Friday, November 28, 2008

Love

Well this post is probably a little late but it's intended to be for the problem of evil week. Oh well. Vacation's as good a time as any to get it done.

So I was really stimulated by Friday's discussion with the guest speaker. Even when responding to student questions he responded promptly and coherently. Seeing as how student comments are unpredictable and so can't be prepared for beforehand, his quick responses show just how well he knows his stuff. If I didn't miss anything, a summary of the discussion is this: his professor's theory to answer the problem of evil proposes that given God is all-powerful AND all good, evil exists for some good reason He knows and He will reveal to us at some point in the future. But toward the end of the class period, the speaker suggested his opinion that God's "power" (given that He is all-powerful) is love-- a self-sacrificing love that entails the ability to negate evil. Hence God sent His son Jesus (who is a part of Himself) as a sacrifice to eradicate the evil that resulted from human free will.

Now here's the kicker... it seems fate decided to toy with me yet again. My previous two blog posts were entitled "Faith" and "Hope". With my Adventist background, I noticed I unwittingly fell into a trend. Check out this Bible verse:

"But now abideth FAITH, HOPE, and LOVE, these three; and the greatest of these is love."
-- 1 Corinthians 13:13 (ASV)

So even before that discussion, and even before the week started, I had decided to follow the pattern and entitle this next post "Love" regardless of what I would blog about. Little did I know that love would actually be the topic of this blog. Coincidence? I think not.

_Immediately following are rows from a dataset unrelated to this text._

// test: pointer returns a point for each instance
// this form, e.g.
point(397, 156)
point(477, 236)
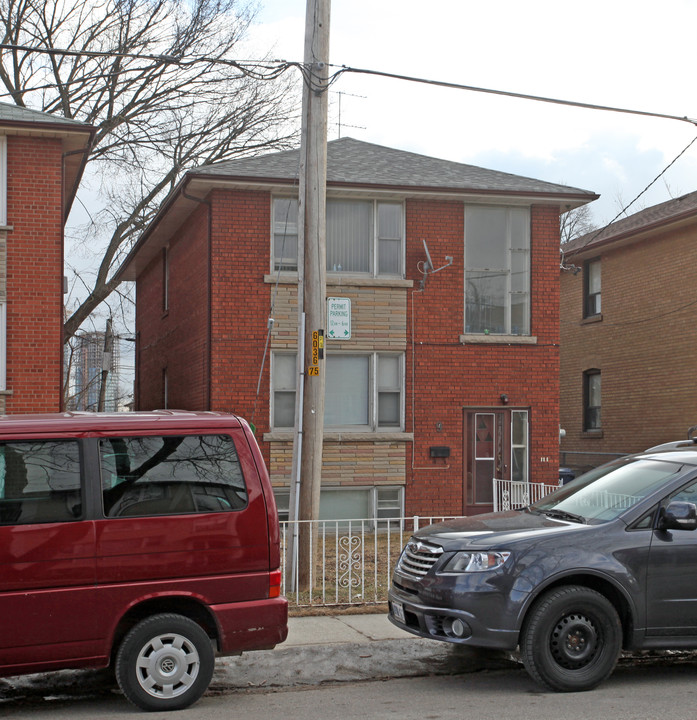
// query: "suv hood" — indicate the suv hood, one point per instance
point(494, 528)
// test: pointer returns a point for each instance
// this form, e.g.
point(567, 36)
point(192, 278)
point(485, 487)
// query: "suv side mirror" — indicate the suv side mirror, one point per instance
point(678, 515)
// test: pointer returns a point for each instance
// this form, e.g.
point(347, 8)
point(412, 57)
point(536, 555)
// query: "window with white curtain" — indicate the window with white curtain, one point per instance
point(363, 236)
point(363, 391)
point(497, 270)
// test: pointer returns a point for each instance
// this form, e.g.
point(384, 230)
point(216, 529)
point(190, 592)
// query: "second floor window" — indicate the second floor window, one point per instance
point(364, 391)
point(591, 289)
point(363, 236)
point(497, 270)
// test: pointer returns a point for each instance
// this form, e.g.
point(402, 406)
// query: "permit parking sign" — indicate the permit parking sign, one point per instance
point(339, 318)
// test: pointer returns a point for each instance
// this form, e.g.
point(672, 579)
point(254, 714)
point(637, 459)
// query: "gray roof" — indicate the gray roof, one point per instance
point(16, 114)
point(353, 162)
point(641, 222)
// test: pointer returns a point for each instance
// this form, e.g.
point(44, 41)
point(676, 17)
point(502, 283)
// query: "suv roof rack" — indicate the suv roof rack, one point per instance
point(676, 445)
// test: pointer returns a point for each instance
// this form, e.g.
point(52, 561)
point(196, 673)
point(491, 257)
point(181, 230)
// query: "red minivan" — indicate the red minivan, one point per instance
point(147, 541)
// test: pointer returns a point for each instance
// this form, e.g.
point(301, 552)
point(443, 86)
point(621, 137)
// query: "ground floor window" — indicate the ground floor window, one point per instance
point(356, 503)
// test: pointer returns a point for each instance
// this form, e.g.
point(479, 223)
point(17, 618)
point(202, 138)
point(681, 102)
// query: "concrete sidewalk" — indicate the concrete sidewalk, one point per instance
point(341, 648)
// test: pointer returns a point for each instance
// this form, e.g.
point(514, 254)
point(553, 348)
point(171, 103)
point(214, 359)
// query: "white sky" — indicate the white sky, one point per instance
point(638, 55)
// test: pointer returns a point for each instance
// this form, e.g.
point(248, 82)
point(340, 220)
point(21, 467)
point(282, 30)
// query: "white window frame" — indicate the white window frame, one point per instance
point(508, 271)
point(3, 347)
point(3, 180)
point(3, 223)
point(282, 497)
point(374, 240)
point(373, 393)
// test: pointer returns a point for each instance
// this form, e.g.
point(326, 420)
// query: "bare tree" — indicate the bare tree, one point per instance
point(159, 81)
point(576, 222)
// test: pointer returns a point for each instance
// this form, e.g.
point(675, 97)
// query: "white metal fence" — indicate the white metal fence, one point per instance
point(511, 494)
point(352, 560)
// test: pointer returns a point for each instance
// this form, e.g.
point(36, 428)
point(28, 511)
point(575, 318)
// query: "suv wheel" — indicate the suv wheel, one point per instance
point(571, 639)
point(165, 663)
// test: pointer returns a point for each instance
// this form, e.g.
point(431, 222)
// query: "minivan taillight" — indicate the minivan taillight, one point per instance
point(275, 583)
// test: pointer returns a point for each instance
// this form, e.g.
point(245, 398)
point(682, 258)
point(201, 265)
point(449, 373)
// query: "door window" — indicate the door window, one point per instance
point(170, 475)
point(40, 482)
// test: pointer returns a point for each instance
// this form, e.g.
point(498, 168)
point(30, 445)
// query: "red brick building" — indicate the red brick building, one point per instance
point(447, 379)
point(41, 162)
point(628, 334)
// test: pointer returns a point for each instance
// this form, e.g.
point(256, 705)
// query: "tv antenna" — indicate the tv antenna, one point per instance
point(428, 268)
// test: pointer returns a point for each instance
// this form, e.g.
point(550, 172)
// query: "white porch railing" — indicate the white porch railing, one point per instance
point(511, 494)
point(352, 562)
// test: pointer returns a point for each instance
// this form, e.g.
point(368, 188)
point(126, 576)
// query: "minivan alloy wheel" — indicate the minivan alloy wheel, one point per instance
point(165, 663)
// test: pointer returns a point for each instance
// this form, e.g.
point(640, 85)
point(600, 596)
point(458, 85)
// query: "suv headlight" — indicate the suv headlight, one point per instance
point(476, 561)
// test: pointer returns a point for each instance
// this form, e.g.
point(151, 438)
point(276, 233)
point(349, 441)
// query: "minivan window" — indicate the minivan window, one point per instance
point(39, 482)
point(170, 475)
point(605, 493)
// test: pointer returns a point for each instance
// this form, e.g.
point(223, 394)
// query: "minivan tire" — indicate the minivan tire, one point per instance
point(571, 639)
point(165, 662)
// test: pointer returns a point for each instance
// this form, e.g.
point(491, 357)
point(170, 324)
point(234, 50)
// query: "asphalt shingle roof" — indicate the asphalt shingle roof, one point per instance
point(657, 215)
point(354, 162)
point(15, 114)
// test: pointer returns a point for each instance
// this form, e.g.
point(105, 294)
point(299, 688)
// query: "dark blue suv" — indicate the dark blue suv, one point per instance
point(607, 562)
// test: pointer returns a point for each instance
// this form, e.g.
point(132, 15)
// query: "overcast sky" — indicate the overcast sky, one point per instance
point(638, 55)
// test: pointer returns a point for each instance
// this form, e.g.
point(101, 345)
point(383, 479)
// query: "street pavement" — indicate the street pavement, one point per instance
point(319, 649)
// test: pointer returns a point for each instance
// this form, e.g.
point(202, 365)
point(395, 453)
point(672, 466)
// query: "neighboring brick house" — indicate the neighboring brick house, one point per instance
point(41, 162)
point(629, 334)
point(437, 389)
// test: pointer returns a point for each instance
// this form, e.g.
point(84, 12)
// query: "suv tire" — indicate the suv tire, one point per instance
point(571, 639)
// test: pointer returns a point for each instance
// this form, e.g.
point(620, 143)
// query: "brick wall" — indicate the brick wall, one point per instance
point(450, 376)
point(241, 303)
point(175, 340)
point(34, 275)
point(643, 345)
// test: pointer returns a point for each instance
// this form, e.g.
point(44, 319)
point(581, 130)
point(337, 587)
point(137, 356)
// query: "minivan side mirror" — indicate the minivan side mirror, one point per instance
point(678, 515)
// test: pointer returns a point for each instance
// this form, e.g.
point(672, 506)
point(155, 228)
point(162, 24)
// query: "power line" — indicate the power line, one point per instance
point(508, 93)
point(277, 67)
point(595, 234)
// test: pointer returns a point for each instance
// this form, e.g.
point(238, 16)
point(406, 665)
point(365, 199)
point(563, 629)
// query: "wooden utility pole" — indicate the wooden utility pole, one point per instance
point(312, 272)
point(106, 363)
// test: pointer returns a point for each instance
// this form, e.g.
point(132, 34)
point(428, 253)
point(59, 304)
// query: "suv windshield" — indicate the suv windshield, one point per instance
point(605, 493)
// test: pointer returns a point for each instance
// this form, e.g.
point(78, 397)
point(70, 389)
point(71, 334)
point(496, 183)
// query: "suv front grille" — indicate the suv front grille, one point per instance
point(418, 558)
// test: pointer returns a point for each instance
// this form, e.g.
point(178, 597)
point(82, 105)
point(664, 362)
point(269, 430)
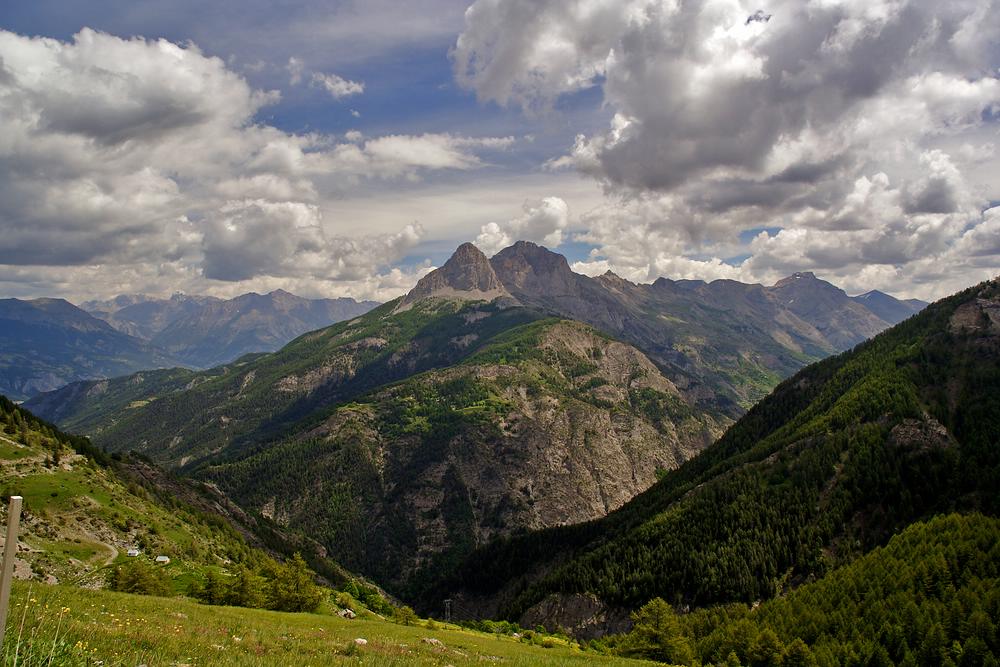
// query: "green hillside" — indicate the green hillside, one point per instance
point(929, 597)
point(60, 625)
point(183, 419)
point(405, 438)
point(83, 512)
point(550, 422)
point(836, 460)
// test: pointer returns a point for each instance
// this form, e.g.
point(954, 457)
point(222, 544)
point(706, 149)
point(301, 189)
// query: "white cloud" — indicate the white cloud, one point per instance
point(865, 131)
point(337, 86)
point(148, 157)
point(543, 222)
point(295, 68)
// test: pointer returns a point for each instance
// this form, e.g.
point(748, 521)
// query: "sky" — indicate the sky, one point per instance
point(346, 148)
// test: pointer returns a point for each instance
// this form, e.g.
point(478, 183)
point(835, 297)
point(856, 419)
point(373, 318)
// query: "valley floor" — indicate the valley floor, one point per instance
point(60, 625)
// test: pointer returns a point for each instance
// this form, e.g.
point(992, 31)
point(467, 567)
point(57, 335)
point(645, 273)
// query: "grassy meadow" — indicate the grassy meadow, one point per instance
point(61, 625)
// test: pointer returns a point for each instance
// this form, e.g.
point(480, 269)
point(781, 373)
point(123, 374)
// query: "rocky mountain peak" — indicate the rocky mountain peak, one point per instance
point(529, 267)
point(803, 277)
point(467, 274)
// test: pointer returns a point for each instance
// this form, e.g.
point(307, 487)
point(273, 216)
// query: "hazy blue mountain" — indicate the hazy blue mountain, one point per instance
point(47, 343)
point(205, 331)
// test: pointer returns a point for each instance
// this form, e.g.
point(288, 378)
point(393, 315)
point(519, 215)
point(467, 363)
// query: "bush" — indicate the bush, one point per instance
point(139, 577)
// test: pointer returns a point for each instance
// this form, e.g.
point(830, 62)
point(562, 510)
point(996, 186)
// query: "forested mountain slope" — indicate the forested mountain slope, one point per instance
point(931, 596)
point(47, 343)
point(83, 511)
point(724, 343)
point(837, 459)
point(549, 424)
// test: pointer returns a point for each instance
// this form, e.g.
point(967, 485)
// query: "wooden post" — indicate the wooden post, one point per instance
point(9, 553)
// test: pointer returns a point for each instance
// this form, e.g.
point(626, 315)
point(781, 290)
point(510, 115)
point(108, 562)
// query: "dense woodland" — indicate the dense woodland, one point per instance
point(930, 597)
point(838, 459)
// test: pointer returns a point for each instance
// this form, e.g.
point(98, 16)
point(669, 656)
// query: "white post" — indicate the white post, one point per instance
point(9, 553)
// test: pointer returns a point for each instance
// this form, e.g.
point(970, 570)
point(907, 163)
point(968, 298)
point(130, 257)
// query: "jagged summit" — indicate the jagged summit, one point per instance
point(797, 277)
point(529, 267)
point(467, 275)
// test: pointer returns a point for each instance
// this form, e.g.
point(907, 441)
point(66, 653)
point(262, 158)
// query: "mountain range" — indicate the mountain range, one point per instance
point(836, 460)
point(499, 395)
point(48, 343)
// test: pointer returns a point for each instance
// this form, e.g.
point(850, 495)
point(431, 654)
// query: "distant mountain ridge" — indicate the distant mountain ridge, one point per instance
point(205, 331)
point(498, 395)
point(48, 343)
point(721, 342)
point(835, 461)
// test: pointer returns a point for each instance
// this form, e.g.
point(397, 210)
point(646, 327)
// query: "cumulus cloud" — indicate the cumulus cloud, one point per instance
point(148, 156)
point(853, 126)
point(542, 222)
point(337, 86)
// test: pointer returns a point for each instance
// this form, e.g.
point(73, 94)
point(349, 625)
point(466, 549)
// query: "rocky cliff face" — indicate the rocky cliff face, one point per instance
point(466, 276)
point(559, 426)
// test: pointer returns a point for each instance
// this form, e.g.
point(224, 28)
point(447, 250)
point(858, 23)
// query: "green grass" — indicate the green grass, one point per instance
point(83, 627)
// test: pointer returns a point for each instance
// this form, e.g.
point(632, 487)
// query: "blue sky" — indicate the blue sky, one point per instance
point(347, 147)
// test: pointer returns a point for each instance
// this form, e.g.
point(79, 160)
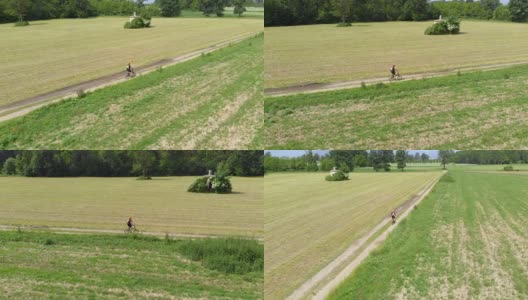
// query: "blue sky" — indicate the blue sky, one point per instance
point(294, 153)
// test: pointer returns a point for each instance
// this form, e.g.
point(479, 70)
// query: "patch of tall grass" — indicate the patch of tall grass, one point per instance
point(231, 255)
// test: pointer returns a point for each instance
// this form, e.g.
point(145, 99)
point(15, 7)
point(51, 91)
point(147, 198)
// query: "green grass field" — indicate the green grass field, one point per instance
point(211, 102)
point(76, 50)
point(309, 221)
point(476, 110)
point(466, 240)
point(326, 53)
point(63, 266)
point(161, 205)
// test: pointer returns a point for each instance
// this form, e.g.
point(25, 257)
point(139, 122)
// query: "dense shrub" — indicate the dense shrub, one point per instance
point(21, 23)
point(338, 176)
point(231, 255)
point(219, 185)
point(451, 25)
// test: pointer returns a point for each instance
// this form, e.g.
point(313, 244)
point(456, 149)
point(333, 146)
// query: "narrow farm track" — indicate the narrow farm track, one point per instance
point(309, 88)
point(402, 211)
point(74, 230)
point(20, 108)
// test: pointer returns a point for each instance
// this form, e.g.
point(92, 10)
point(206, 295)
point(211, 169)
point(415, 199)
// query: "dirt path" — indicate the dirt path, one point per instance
point(323, 274)
point(72, 230)
point(323, 87)
point(20, 108)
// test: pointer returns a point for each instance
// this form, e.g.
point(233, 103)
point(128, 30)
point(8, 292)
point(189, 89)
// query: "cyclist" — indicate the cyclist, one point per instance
point(130, 71)
point(130, 224)
point(393, 71)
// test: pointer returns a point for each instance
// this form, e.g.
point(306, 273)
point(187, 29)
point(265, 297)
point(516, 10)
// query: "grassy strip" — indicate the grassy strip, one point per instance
point(162, 109)
point(117, 266)
point(469, 110)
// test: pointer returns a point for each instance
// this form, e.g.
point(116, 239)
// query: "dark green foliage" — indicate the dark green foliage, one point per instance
point(337, 176)
point(502, 13)
point(451, 25)
point(219, 185)
point(239, 7)
point(170, 8)
point(132, 163)
point(10, 166)
point(199, 186)
point(210, 7)
point(518, 10)
point(232, 255)
point(21, 23)
point(138, 23)
point(474, 10)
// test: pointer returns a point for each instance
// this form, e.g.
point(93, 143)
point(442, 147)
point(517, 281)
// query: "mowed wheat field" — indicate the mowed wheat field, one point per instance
point(52, 54)
point(159, 205)
point(467, 240)
point(473, 110)
point(309, 221)
point(326, 53)
point(210, 102)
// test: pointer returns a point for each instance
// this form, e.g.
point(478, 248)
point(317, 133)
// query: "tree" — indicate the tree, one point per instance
point(401, 157)
point(10, 166)
point(445, 155)
point(342, 9)
point(239, 7)
point(518, 10)
point(170, 8)
point(209, 7)
point(415, 10)
point(20, 8)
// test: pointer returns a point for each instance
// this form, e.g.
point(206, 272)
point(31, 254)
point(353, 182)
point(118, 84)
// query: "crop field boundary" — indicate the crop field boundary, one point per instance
point(323, 274)
point(314, 87)
point(20, 108)
point(72, 230)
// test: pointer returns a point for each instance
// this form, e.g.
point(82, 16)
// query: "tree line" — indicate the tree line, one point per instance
point(490, 157)
point(303, 12)
point(29, 10)
point(128, 163)
point(345, 160)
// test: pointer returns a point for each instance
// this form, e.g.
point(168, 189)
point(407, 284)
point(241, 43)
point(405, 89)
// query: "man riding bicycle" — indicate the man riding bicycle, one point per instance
point(130, 224)
point(130, 71)
point(393, 71)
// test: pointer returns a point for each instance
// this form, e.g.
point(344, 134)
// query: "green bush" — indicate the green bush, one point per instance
point(138, 23)
point(508, 168)
point(502, 13)
point(231, 255)
point(451, 25)
point(338, 176)
point(21, 23)
point(219, 185)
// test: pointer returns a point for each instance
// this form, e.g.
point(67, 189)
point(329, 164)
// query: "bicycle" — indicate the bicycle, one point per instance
point(132, 229)
point(396, 76)
point(130, 75)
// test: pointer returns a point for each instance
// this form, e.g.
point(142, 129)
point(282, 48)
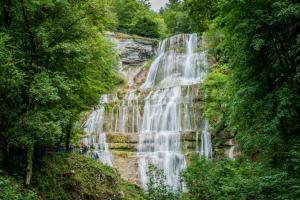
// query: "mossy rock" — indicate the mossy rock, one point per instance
point(74, 176)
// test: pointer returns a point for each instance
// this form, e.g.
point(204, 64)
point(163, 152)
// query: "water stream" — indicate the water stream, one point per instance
point(166, 111)
point(163, 110)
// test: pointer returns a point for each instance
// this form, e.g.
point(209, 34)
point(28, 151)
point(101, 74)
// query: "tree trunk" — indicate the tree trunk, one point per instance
point(29, 165)
point(68, 136)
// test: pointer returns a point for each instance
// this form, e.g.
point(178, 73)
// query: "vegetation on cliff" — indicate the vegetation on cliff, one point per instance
point(55, 62)
point(253, 92)
point(74, 176)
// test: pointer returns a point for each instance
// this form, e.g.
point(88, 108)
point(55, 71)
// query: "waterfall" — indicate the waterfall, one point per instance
point(160, 114)
point(177, 67)
point(95, 138)
point(206, 147)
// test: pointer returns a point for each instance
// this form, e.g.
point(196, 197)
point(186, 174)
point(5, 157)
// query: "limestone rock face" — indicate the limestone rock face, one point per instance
point(160, 121)
point(134, 53)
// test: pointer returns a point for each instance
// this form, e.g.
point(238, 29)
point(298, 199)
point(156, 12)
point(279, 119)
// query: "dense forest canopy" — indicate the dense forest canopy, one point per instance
point(55, 62)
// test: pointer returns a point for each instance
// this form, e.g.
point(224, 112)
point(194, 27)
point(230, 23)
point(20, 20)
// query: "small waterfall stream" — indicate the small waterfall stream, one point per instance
point(162, 111)
point(166, 107)
point(95, 137)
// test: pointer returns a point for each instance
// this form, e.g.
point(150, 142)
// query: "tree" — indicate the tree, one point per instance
point(53, 68)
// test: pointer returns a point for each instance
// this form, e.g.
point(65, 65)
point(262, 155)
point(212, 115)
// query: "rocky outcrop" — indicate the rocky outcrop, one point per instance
point(134, 54)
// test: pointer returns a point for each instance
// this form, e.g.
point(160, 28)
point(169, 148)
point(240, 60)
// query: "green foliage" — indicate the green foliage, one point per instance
point(135, 17)
point(146, 27)
point(226, 179)
point(74, 176)
point(54, 64)
point(259, 97)
point(12, 190)
point(253, 92)
point(176, 17)
point(157, 187)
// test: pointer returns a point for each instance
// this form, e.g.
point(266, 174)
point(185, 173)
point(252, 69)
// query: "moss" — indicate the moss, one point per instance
point(12, 189)
point(74, 176)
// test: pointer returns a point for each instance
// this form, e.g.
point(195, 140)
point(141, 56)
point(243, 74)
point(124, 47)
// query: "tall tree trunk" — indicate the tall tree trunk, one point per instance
point(29, 165)
point(68, 136)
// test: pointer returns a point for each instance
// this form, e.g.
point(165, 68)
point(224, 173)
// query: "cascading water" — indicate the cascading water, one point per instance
point(166, 112)
point(95, 137)
point(162, 113)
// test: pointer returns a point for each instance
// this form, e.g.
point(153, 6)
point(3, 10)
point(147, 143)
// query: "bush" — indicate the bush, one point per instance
point(12, 190)
point(227, 179)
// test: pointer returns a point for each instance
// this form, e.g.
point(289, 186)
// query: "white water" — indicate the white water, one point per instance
point(166, 111)
point(161, 111)
point(95, 138)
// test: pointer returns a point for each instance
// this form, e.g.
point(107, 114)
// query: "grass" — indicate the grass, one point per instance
point(74, 176)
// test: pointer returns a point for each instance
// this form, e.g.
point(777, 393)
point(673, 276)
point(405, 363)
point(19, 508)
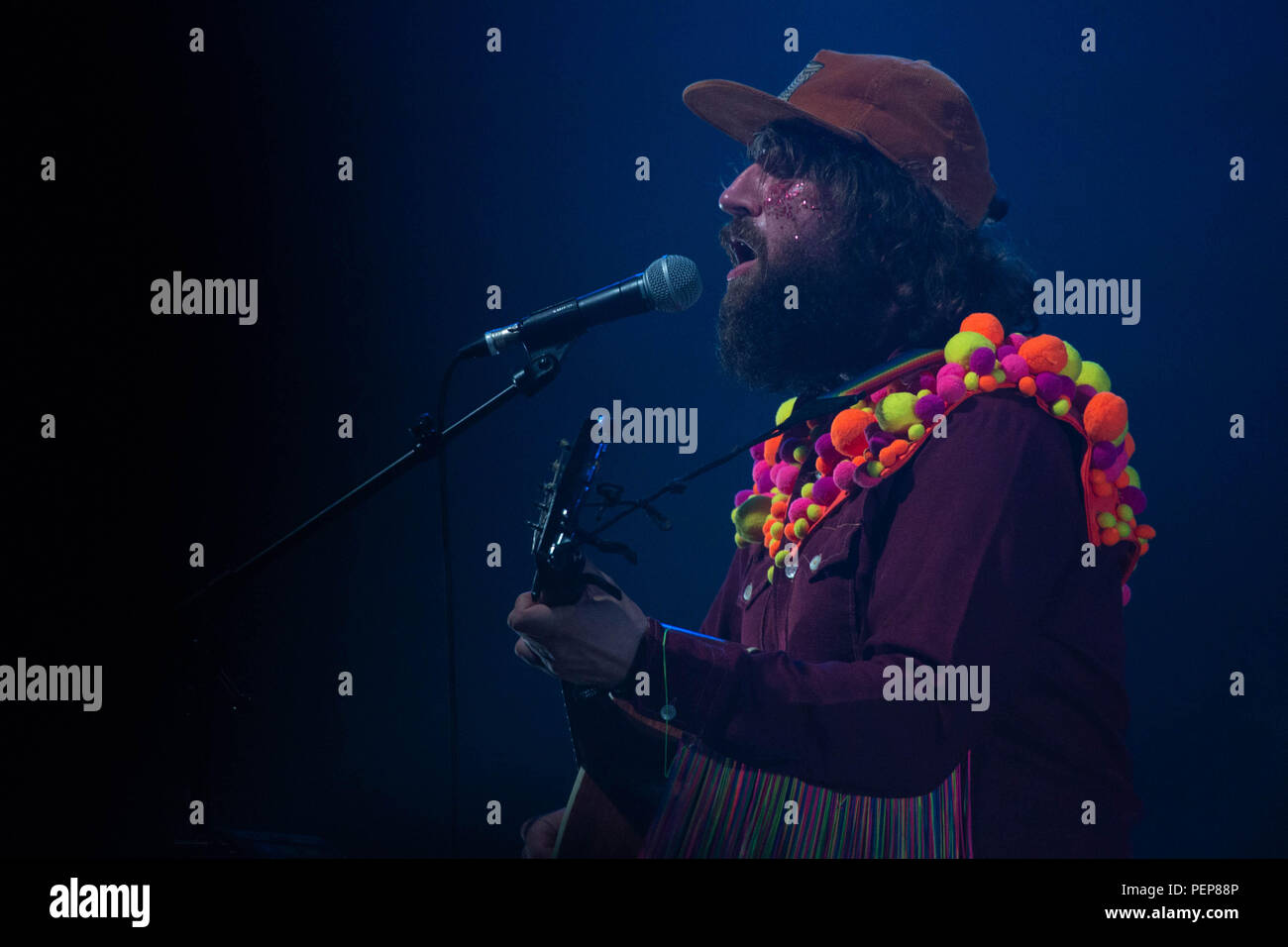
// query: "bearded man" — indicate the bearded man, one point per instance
point(918, 646)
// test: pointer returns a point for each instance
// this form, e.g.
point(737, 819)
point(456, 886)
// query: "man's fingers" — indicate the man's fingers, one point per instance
point(524, 651)
point(527, 613)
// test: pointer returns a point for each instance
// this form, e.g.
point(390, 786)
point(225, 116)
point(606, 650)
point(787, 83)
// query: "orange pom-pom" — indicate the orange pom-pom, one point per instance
point(1104, 416)
point(848, 429)
point(986, 324)
point(1044, 354)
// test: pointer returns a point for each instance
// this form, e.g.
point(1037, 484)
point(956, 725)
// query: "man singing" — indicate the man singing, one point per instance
point(918, 647)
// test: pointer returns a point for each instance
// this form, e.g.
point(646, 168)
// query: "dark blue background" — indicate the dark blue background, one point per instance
point(518, 169)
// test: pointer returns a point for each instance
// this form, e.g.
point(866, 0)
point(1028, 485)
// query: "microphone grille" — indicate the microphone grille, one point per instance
point(673, 282)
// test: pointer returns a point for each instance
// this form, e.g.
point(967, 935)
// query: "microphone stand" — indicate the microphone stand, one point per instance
point(426, 442)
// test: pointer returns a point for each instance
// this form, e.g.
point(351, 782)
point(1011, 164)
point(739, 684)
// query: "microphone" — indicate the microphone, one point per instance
point(670, 283)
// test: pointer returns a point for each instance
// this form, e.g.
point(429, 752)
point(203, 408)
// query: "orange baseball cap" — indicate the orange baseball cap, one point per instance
point(907, 110)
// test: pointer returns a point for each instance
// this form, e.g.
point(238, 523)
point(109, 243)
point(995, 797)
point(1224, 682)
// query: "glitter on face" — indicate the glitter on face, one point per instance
point(791, 202)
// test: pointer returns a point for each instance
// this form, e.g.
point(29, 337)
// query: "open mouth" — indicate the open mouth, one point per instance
point(741, 256)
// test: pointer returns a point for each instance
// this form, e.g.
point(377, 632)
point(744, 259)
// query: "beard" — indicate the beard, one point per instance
point(841, 326)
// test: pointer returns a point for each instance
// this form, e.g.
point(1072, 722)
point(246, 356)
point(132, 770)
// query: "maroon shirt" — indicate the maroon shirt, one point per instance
point(970, 554)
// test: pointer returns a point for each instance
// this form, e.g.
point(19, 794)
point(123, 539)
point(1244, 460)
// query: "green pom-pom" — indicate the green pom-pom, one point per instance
point(961, 346)
point(897, 411)
point(748, 518)
point(1073, 368)
point(1094, 375)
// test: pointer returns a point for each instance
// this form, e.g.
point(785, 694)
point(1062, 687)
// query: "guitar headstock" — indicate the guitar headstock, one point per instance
point(555, 541)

So what's the moral here then? I dunno. But I think there's some truth in both our guest speaker's and his professor's ideas. It seems to me that whether or not love, that is, a self-sacrificing love, will be enough to eliminate evil is something that only time will tell. As I was reading in some commentary on this verse, there is a good reason love is the greatest of these three values. Faith is only good in the absence of sight or experience, and hope is only good until that hope comes to fruition. Once Jesus returns to redeem the saints (assuming He does), faith and hope will become antiquated. But love is the virtue that will characterize the world thereafter, and so it is the true and eternal ideal virtue. Of course, the present world needs both faith and hope that God is who we believe Him to be in order for human society to even place enough value on self-sacrifice to make it a functional virtue. Though that's what makes love an ideal... striving for it is a continual process.